И отворотился к поднимающимся в путь бывшим узникам Николо-Корельского монастыря. Вновь ударил барабан, воротник заскрипел цепью. Иевлев переждал, покуда уйдет стадо, и вывел людей на двинский берег. У лодьи, на глинистом косогорчике, Рябов дал каждому по глотку водки. Закусили гусем. Дед Федор, садясь в лодью, поднял было руку для крестного знамения на монастырские церковные маковки, но под взглядом Рябова опустил руку и даже плюнул.

— То-то! — молвил кормщик. — На тюрьму на свою на смертную — крестится. Стар старик, а ума не нажил…

Поплевал на руки, взял весло, чтобы отпихнуться от берега, и замер.

По скользкой глине, то увязая, то раскатываясь, словно по льду, бежал Егорша — в лапоточках, с кнутом в руке.

— Дяде-ечка, погоди-и! Дядечка, пожди…

— Пождем! — усмехнулся Рябов.

Брыкнув лаптишками, Егорша с обрывчика прыгнул прямо в лодку и, захлебнувшись от бега, спросил:

— Верно, в мореходы?

— Верно, детушка, — добрым голосом ответил Рябов. — Будешь ты теперь морского дела старателем!

И, повернувшись к Иевлеву, сказал:

— Звать Егором, а кличут Пустовойтовым. Ловок, умом востер, страха в море не ведает. Гож ли на яхту, Сильвестр Петрович?

— Гож! — ясно глядя в Егоршины глаза, ответил Иевлев. — И не токмо на яхту. Может, большой корабль построим, пойдешь на нем в дальние моря…

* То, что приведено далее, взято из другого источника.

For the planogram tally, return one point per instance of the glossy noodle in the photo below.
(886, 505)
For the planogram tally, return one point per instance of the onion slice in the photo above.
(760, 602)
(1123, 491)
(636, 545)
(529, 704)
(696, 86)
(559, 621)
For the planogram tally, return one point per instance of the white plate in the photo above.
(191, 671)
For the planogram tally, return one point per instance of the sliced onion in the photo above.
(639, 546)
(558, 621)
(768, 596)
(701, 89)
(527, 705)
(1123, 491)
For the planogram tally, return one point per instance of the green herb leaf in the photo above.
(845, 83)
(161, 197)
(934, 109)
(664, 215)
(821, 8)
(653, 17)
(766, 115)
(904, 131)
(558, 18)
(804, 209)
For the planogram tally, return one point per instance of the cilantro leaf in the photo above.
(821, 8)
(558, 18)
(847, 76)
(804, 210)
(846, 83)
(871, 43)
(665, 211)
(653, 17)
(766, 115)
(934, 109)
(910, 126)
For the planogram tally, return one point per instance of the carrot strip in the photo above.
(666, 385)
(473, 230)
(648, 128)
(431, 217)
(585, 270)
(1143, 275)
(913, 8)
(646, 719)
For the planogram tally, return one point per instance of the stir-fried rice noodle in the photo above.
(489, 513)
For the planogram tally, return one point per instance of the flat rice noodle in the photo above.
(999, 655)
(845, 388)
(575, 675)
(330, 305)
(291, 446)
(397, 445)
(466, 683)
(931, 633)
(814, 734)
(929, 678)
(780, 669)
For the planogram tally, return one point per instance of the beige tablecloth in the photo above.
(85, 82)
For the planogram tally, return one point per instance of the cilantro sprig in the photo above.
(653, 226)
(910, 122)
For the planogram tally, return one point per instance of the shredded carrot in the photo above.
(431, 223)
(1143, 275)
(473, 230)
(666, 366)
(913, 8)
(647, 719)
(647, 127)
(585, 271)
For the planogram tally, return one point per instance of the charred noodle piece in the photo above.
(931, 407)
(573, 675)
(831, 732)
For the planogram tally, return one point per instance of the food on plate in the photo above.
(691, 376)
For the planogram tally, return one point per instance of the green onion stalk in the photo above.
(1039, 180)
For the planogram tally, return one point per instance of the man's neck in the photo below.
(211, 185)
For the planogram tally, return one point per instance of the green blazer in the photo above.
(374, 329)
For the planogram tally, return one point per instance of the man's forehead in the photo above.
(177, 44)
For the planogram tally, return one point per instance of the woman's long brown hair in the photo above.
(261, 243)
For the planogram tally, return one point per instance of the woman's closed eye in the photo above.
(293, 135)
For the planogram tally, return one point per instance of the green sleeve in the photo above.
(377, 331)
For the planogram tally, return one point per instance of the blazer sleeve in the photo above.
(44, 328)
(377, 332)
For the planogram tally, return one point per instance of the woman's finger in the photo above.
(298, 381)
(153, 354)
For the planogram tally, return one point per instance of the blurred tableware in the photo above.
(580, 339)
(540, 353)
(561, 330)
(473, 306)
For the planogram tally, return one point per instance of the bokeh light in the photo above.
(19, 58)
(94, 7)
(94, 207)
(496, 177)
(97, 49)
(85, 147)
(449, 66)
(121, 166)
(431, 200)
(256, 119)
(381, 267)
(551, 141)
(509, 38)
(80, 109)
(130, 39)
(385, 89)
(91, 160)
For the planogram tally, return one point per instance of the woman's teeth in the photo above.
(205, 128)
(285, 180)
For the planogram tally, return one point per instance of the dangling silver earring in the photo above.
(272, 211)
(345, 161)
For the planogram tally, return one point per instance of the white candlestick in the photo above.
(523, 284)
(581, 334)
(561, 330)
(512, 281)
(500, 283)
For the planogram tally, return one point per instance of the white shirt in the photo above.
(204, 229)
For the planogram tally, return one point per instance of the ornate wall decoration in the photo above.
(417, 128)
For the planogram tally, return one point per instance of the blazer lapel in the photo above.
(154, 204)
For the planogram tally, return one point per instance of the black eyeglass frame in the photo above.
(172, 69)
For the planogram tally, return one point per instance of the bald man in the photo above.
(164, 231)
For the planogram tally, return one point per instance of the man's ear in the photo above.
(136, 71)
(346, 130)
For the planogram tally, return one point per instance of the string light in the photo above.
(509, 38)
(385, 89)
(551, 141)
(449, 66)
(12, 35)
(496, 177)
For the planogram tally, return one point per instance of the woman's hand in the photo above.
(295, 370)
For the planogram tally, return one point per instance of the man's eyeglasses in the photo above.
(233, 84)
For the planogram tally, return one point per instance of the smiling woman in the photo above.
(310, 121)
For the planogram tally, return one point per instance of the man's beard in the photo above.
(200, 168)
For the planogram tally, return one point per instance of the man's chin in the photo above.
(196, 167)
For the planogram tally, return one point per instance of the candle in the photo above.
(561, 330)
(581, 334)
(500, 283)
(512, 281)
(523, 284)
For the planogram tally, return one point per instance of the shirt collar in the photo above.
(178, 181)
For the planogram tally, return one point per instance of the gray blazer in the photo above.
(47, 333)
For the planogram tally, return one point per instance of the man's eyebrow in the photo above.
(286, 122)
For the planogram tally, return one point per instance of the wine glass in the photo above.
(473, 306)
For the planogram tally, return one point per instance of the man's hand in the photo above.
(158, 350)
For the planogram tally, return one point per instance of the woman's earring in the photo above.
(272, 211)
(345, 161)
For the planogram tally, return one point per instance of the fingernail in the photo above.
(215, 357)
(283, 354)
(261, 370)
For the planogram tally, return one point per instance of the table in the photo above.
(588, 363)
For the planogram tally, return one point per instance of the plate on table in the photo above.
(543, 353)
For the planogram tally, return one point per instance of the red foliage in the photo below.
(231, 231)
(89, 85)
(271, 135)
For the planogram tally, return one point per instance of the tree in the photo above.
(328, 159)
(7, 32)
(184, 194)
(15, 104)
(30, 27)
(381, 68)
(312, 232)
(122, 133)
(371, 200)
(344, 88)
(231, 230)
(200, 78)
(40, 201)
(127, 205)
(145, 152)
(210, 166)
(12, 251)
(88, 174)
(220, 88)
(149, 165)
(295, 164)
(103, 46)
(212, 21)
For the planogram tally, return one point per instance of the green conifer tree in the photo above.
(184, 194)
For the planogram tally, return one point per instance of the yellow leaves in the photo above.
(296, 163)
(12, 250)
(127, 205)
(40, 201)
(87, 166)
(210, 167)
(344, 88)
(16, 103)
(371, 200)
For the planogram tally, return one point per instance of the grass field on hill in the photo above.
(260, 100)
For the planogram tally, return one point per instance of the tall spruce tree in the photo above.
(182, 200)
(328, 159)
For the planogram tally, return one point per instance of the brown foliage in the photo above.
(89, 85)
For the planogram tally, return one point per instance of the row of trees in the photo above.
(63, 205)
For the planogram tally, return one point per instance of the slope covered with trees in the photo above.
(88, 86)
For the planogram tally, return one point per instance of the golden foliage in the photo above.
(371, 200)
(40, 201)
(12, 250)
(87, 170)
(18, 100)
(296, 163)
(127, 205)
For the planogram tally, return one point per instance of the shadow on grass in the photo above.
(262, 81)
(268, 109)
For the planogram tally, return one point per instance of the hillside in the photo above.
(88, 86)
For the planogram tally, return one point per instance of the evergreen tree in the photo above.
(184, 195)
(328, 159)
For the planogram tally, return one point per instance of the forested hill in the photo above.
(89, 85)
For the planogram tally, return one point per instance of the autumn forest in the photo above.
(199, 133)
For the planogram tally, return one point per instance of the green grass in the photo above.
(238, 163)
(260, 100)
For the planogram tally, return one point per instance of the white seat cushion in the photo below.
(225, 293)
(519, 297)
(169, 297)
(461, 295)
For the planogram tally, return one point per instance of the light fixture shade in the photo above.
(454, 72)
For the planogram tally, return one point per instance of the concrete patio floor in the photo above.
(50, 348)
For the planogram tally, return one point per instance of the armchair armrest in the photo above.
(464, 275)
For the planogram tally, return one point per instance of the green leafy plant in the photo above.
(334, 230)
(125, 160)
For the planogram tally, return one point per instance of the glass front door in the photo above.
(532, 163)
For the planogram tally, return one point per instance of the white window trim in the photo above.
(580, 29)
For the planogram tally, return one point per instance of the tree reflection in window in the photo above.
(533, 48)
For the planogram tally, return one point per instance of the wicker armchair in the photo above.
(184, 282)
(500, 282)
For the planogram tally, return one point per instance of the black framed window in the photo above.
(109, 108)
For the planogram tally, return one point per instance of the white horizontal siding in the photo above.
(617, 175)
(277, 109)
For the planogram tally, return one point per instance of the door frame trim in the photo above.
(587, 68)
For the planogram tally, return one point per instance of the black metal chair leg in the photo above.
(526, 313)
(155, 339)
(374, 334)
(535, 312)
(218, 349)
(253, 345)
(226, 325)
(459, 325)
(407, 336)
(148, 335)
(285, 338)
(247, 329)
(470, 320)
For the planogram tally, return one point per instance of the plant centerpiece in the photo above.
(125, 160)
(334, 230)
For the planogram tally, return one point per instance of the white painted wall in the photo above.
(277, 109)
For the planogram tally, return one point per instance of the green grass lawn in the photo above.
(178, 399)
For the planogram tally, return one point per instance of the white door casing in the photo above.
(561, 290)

Егорша молчал. Молчали и другие — бывшие узники-рыбари, кормщики, салотопники, промышленники, охотники. Молчал и Митенька Горожанин, не отрываясь смотрел на Егоршу: этому будет большое плавание. А он? Он, Митрий?

— Вздевай парус-то, мужики! — крикнул вдруг Рябов. — Живо! Али ветра не чуете?

Ветер с моря — пахучий, соленый, веселый — действительно подернул рябью сизые двинские воды, зашелестел кустарником на берегу, заиграл тонкой березкой. Лодья накренилась под ветром, рыжее солнце обдало косой парус теплым светом. Рябов навалился на руль и повел суденышко к далекому Мосееву острову…

Иевлев глядел перед собой и думал.

И чем больше он думал о людях, что сидели за его спиной и гуторили, острословили, пошучивали, тем теплее делалось у него на сердце.